Theoretical study of the bandgap regulation of a two-dimensional GeSn alloy under biaxial strain and uniaxial strain along the armchair direction.

Recently, two-dimensional germanium-tin (2D-GeSn) alloys have attracted considerable attention because they have been predicted to possess a direct bandgap, and this bandgap can be tuned by changing the Sn concentration. However, the tuning efficiency of alloying Sn is still relatively low, and alloying more Sn in 2D-GeSn is difficult to accomplish.
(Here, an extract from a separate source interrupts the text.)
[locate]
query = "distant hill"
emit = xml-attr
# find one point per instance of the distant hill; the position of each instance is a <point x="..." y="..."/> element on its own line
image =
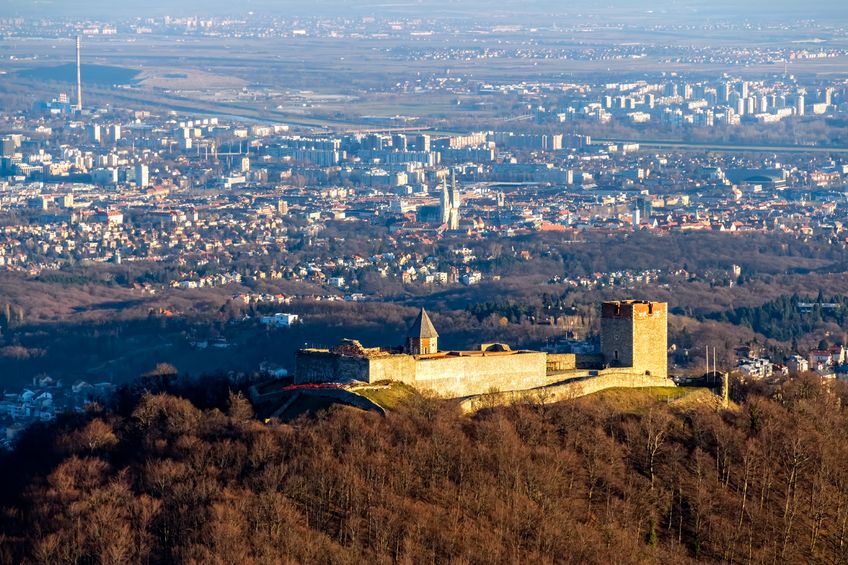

To address this issue, the band structures for 2D-GeSn under different strain types (including biaxial and uniaxial strain along the armchair direction, as well as compressive and tensile strain) are investigated using a first-principles method based on density functional theory combined with a GGA+U method and special quasirandom structures. For tensile strain, the results indicate that both biaxially and uniaxially strained 2D-GeSn alloys exhibit direct bandgaps, and their bandgaps decrease as the strain strength increases. The bandgap tuning efficiency for biaxial strain is higher than that for uniaxial strain. For compressive strain, both biaxially and uniaxially strained 2D-GeSn alloys exhibit a large indirect bandgap area, and their bandgaps increase as the strain strength increases; however, their distribution shapes are slightly different. To uncover the physical origin of the difference between them, the projected band, the projected density of the states, the bond length and the bond angle for 2D-GeSn are analyzed. Overall, these results indicate that the combination of alloying Sn and applying an external strain is a good way to reduce the necessary Sn concentration, and this may provide comprehensive theoretical guidance for the strain energy band engineering of 2D-GeSn.